The space he concedes not only plays to his biggest weakness—covering in-breaking routes—but it changes the way the Seahawks play defense as a whole. On Sunday, linebacker Bobby Wagner was often forced to drop back in the middle of the field as a result of Flowers' inability to keep up with Jones' crossing patterns. 

Flowers' common pre-snap alignment is—partly, at least—by design, but that doesn't make this ordeal any better. All it does is show a lack of confidence in a safety convert who, at this point, has clearly hit his ceiling as a cornerback. The Seahawks do not appear to trust him whatsoever to not get beat over the top, and their stance was proven valid early on against the Titans.

In one of his few matchups opposite A.J. Brown, Flowers got beat down the sideline but Tennessee's third-year receiver couldn't reel in what would have been a massive gain across midfield. Flowers, however, wouldn't be as fortunate later on, once again falling behind his matchup—this time Jones—on a post route that netted the Titans 51 yards in the second quarter. 

“They managed through the game," head coach Pete Carroll evaluated of his corners on Monday. "I didn’t like the big post route. That was a safety help as well. For the most part, we got beat on a double move one time with Tre, it didn’t look good. They’re hanging in there. They’re battling. We mixed a lot of different coverages and a lot of different stuff that they did.
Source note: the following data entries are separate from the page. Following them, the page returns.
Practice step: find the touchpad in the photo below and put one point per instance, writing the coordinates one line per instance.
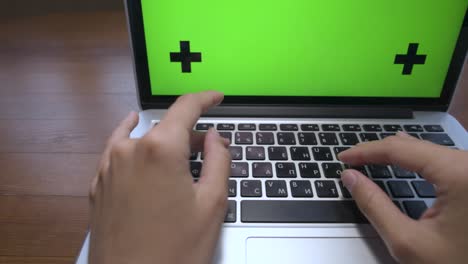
(316, 250)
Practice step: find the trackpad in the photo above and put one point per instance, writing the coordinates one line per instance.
(316, 250)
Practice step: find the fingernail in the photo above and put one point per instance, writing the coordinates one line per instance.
(349, 179)
(215, 133)
(226, 142)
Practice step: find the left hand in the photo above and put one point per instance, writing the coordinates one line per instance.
(145, 206)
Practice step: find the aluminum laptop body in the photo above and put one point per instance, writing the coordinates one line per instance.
(362, 69)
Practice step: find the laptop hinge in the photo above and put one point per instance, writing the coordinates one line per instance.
(310, 112)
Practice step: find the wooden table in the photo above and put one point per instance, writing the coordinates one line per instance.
(65, 81)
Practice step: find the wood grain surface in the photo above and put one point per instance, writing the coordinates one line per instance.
(66, 79)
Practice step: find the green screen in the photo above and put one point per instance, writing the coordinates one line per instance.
(302, 47)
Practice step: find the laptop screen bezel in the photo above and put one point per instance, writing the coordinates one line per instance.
(149, 101)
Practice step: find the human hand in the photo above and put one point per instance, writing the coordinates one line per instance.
(441, 234)
(145, 207)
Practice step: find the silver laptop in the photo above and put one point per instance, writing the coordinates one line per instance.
(304, 80)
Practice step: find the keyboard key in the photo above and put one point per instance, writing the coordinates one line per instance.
(322, 153)
(244, 138)
(328, 139)
(251, 188)
(225, 127)
(433, 128)
(361, 169)
(379, 171)
(204, 126)
(413, 128)
(239, 169)
(265, 138)
(384, 135)
(299, 153)
(227, 135)
(285, 170)
(309, 170)
(276, 189)
(236, 153)
(277, 153)
(393, 128)
(268, 127)
(262, 170)
(330, 127)
(399, 172)
(441, 139)
(400, 189)
(366, 137)
(274, 211)
(326, 189)
(424, 189)
(332, 169)
(231, 213)
(310, 127)
(307, 138)
(348, 138)
(255, 153)
(246, 127)
(381, 184)
(289, 127)
(415, 209)
(338, 150)
(193, 155)
(397, 204)
(352, 127)
(232, 188)
(195, 169)
(286, 138)
(301, 189)
(372, 128)
(344, 190)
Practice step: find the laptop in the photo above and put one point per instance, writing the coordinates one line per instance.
(304, 80)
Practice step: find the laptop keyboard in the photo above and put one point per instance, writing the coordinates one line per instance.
(289, 172)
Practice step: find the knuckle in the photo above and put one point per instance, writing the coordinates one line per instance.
(219, 200)
(401, 248)
(154, 146)
(391, 141)
(119, 149)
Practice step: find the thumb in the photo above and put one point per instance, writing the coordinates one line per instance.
(387, 219)
(216, 168)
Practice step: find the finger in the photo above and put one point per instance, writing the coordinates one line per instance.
(414, 155)
(405, 135)
(125, 127)
(386, 218)
(186, 111)
(216, 167)
(198, 139)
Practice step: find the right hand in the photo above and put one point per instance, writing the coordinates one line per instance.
(441, 234)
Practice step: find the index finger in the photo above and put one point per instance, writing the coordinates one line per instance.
(188, 108)
(414, 155)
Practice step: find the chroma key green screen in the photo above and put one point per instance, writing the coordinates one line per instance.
(365, 48)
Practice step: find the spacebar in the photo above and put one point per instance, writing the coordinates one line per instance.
(274, 211)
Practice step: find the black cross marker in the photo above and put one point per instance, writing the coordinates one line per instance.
(410, 59)
(185, 56)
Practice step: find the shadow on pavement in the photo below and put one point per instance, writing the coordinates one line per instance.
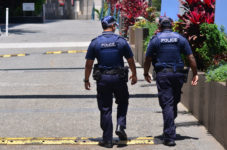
(67, 96)
(159, 139)
(186, 124)
(38, 69)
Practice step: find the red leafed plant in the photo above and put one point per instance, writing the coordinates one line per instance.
(130, 10)
(196, 12)
(112, 5)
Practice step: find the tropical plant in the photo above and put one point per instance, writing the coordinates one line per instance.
(156, 4)
(195, 13)
(130, 10)
(214, 45)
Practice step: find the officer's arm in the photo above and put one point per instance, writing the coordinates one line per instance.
(192, 63)
(132, 67)
(88, 68)
(147, 65)
(193, 66)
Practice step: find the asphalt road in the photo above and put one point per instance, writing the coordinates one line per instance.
(42, 95)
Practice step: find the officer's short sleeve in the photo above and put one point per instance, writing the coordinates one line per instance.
(127, 51)
(152, 46)
(186, 47)
(91, 51)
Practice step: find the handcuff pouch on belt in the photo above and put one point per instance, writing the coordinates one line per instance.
(183, 71)
(97, 74)
(122, 72)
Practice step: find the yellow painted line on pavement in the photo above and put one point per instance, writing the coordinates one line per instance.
(13, 55)
(68, 51)
(71, 141)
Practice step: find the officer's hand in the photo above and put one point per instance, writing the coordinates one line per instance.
(87, 85)
(148, 78)
(133, 79)
(195, 80)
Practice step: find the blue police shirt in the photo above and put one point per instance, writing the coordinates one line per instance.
(166, 47)
(109, 49)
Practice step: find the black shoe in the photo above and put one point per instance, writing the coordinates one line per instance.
(169, 143)
(121, 133)
(106, 144)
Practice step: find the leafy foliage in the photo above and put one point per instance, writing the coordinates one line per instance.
(112, 5)
(214, 45)
(15, 7)
(152, 26)
(156, 4)
(217, 73)
(196, 13)
(130, 10)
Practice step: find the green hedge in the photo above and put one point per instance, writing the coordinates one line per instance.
(16, 8)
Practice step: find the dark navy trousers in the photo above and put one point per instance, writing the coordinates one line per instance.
(107, 87)
(169, 93)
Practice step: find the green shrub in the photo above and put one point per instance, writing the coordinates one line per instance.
(152, 26)
(15, 7)
(217, 73)
(215, 43)
(157, 4)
They were involved with run support quite a bit too in the game, like the one on the big play we missed. They’re battling.” 

For a Seahawks team with Super Bowl aspirations, they frankly have to do better than "battling" at the crucial cornerback position, particularly on the right side. Options, of course, are thin at the moment. On Monday, Carroll shot down a potential reunion with free agent Richard Sherman in his weekly appearance on 710 ESPN Seattle.

The trade market is a possible avenue the Seahawks could eventually take, especially with a favorable $10.7 million in available cap space. But nothing will come of that immediately and they need to identify an immediate solution, or something that can at least bridge the gap to an eventual trade or the return of rookie Tre Brown (knee). 

At this point, it's hard not to feel like the only way they can go is up—no matter who they choose, within reason. Despite having the most starting experience of any Seahawks corner, Flowers is simply too unreliable to be playing extensive snaps every Sunday. Seattle might as well see what it has in an unknown such as Sidney Jones, John Reid or Bless Austin.

Jones is likely the first in line to replace Flowers. The former University of Washington standout has primarily practiced on the right side since his return to the Pacific Northwest and the Seahawks invested a sixth-round pick to acquire him from the Jaguars out of the preseason. 

“It’s all practice stuff and a little special teams stuff so far," Carroll said of Jones' workload in Seattle thus far. "It’s a little bit of a challenge for us to get him—and Bless too—to get those guys enough really good reps to see them on our field with us. I think I said this last week, they are accumulating reps and opportunities as they work and both those guys look good. They look like they can help us. We just have to make the call when it’s time to give them a chance to play. It’s not a position that we rotated a lot of guys over the years so we have to wait and see how that fits.”

For now, a by-committee approach might make the most sense. Before the Seahawks spend more assets on supplementing their secondary, they first need to figure out what they have behind Flowers and Reed. And by that time, Brown could be activated off the injured reserve list and give them yet another option to ponder.

Whether that leads to an upgrade over Flowers or not remains to be seen, but Seattle knows what it has there and cannot afford to continue giving snaps to a player whose potential—or lack thereof—has become unmistakably defined. Not with Adam Thielen, Justin Jefferson, Deebo Samuel, Robert Woods and Cooper Kupp lurking on the immediate schedule.